After all that work we faced a problem as we mentioned earlier, not always the order of the most repeated letters are the same. Now, should we change every thing? Because one letter of the big letters disordered we toast. So we cant bet on that, that is why we provide for the user to check if cracked text is readable, nice and clean or the user have to ability to click on other button to change the order of the big five letters. So to make the user sure of the real order the benefit of accuracy: If the user click one of them as we mentioned the order will change and a number of accuracy will change automatically until you find the real order. Every button of the Above will call Different function of These. We found no Disorder of the E and T letters so we just playing with the rest.

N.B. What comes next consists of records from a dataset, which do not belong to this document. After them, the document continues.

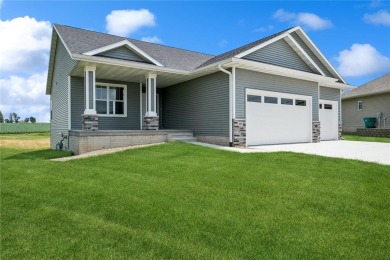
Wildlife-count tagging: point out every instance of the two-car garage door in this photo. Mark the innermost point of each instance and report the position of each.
(277, 118)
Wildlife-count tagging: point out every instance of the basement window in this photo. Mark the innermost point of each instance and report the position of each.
(360, 105)
(111, 99)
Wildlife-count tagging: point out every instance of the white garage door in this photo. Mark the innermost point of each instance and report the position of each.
(277, 118)
(329, 120)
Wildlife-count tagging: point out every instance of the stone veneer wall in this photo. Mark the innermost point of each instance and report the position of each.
(376, 132)
(151, 122)
(239, 132)
(90, 122)
(316, 138)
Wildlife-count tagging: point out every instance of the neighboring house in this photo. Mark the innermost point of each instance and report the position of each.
(367, 101)
(279, 89)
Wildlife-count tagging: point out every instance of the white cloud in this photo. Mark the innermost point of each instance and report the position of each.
(126, 22)
(25, 44)
(153, 39)
(264, 28)
(360, 60)
(381, 17)
(25, 96)
(308, 20)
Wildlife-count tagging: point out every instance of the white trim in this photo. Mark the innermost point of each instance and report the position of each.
(103, 84)
(69, 104)
(127, 44)
(141, 117)
(262, 45)
(230, 102)
(323, 59)
(302, 51)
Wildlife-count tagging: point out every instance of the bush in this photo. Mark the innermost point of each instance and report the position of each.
(24, 128)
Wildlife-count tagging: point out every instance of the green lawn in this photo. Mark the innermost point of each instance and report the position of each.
(182, 201)
(351, 137)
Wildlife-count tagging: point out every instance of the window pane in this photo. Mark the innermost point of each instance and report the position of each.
(101, 92)
(119, 108)
(101, 107)
(253, 98)
(271, 100)
(119, 93)
(112, 93)
(111, 107)
(286, 101)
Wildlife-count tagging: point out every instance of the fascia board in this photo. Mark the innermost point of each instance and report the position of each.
(120, 44)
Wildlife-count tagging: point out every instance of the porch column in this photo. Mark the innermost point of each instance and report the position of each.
(151, 118)
(89, 118)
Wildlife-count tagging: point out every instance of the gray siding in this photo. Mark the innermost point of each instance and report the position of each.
(353, 118)
(123, 53)
(201, 105)
(280, 54)
(63, 65)
(131, 122)
(311, 54)
(331, 94)
(256, 80)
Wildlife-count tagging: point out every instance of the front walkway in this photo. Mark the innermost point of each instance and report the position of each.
(364, 151)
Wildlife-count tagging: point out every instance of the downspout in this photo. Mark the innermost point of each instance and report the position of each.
(230, 104)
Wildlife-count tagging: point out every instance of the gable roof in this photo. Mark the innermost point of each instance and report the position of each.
(376, 86)
(80, 41)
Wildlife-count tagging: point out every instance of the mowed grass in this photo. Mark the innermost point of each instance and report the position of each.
(351, 137)
(182, 201)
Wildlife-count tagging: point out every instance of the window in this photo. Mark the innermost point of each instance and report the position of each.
(287, 101)
(360, 105)
(110, 99)
(271, 100)
(253, 98)
(300, 102)
(328, 106)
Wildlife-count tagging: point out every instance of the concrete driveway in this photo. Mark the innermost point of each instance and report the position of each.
(365, 151)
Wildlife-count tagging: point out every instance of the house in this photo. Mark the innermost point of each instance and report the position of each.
(367, 101)
(109, 91)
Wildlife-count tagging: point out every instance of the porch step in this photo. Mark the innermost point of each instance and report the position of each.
(183, 136)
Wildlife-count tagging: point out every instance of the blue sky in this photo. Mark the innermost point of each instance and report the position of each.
(353, 35)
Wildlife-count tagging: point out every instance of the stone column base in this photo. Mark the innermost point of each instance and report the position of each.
(316, 132)
(151, 122)
(90, 122)
(239, 133)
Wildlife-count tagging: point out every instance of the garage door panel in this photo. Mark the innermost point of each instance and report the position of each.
(278, 123)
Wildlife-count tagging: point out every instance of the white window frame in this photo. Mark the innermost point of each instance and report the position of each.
(108, 85)
(360, 104)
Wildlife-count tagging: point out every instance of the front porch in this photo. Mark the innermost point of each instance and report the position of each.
(80, 141)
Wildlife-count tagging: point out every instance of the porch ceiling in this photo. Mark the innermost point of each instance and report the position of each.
(127, 74)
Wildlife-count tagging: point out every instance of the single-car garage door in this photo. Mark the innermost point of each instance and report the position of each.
(329, 120)
(277, 118)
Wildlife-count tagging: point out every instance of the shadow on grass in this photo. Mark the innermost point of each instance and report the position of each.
(39, 155)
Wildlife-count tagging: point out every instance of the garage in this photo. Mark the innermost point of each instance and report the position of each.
(277, 118)
(329, 120)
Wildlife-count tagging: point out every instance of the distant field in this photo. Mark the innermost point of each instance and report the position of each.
(24, 128)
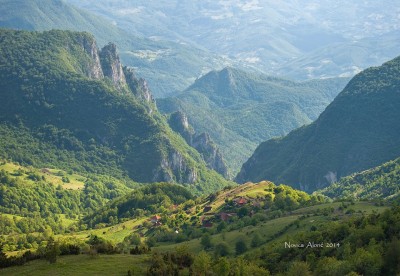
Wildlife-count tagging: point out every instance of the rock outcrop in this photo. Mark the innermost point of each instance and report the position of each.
(111, 65)
(210, 153)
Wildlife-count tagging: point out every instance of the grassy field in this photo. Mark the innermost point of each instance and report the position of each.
(115, 233)
(83, 265)
(53, 176)
(265, 230)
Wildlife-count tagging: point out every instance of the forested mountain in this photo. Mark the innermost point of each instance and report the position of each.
(296, 39)
(168, 66)
(202, 142)
(382, 182)
(240, 109)
(67, 104)
(357, 131)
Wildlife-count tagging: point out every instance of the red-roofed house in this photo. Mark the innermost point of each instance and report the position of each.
(241, 201)
(155, 219)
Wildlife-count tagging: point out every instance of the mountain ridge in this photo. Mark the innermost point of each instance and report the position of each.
(356, 131)
(48, 96)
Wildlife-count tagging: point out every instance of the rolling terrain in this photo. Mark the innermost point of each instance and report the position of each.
(357, 131)
(240, 109)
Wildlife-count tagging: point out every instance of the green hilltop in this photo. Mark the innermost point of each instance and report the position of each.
(69, 105)
(357, 131)
(168, 66)
(241, 109)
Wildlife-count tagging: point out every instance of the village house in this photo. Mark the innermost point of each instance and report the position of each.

Even though there is no way we found a hundred percent in all cases. So in our case we found that in order to have Almost % 95 of the plain text the user must enter at least 8-10 pages average. We know it seems too long but after many tries we found that that number of pages have a high possibility to contains all the patterns we have to have high accuracy rate. Last thing we added that we provide also a very powerful function that may lead to %99.99 and it seems bad or old but it does make that charm. Yes, Replace function allows you to replace any letter with the letter you want manually. Because sometimes after the program do its job and leads you to %90 and you check the plain text and you find the word eQample and you instantly knew it as example the program made all these changes but got stuck somehow and did not find the letter X why we dont provide you this function to change ALL Qs in the plain text with the right letter to make it %99 for you.

Accuracy:

In order to calculate the accuracy of the plain text we used simple algorithm. Which is after the program finished replacing the letters it found calls a function that count every small letters in the plaintext box which indicates the letters we found. And then count the whole text including upper letters and lower letters. Then divide the number of lower letters over the number of all text. Then multiply it by 100.

The Final design:


Screen Shoots:

Here we tried a cipher text then we put it in its place then we pressed 1 but the result came with % 82 just Note: (@ means a) but we got weird error when we tried to put it a so we did that instead.

We hope the good mark & luck and wish the best for all of us.